Wide capabilities of ontologies motivated activities on their development for the formalization of multiple disciplines – chemistry, material studies, Earth sciences, etc. (Zhang et al. 2015, Brodaric and Gahegan 2010). Semantic system of knowledge management (Knowledge Organization Systems) close to ontologies in terms of underlying ideas since it is based on the set of glossaries and taxonomies ensuring semantic unity of resources working in the network, has been developed in nuclear power engineering sufficiently long ago.

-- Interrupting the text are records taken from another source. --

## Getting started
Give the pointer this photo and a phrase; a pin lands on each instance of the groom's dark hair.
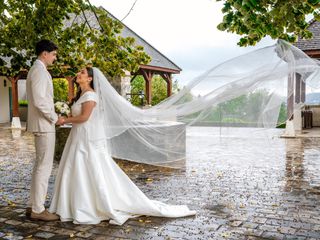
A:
(45, 45)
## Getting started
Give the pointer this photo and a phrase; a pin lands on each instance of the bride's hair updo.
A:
(78, 94)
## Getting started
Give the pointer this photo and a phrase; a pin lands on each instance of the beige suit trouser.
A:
(44, 144)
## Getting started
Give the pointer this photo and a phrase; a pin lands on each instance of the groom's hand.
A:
(60, 121)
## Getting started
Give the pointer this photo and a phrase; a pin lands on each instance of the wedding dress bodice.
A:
(94, 125)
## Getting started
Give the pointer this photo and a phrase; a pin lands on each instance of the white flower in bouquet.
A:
(62, 108)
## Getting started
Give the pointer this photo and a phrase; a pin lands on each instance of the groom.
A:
(41, 122)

The present paper is dedicated to the creation of ontology for thermal physics of reactor materials. Thermal physics properties of materials taking into account their significance in the modeling impose stricter requirements on the resources ensuring their collection and systematization. Simplified ontology singling out the basic concepts (substance, property, data) and accompanying terms (dimension, state, uncertainty, source) (Erkimbaev et al. 2015) was suggested earlier for integration of thermal physics data. It was possible within its framework to standardize the set of concepts and to introduce the limitations required by the context, for instance, conformances between the aggregation state of the substance and its properties. Construction of its analogue for reactor materials is possible only under significantly expanded discursive apparatus covering such previously ignored factors as the composition of the substance, characteristics of the specimen, information about technology, operational modes, etc. Prototype of such ontology (NuclThermo Ontology) establishing its structural elements including taxonomy of materials and properties, models of data representation and their uncertainties, extra factors of the type of porosity, burnup range, irradiation range, etc., axiomatics of the use of material properties as applied to certain classes of materials was outlined in (Chusov et al. 2017).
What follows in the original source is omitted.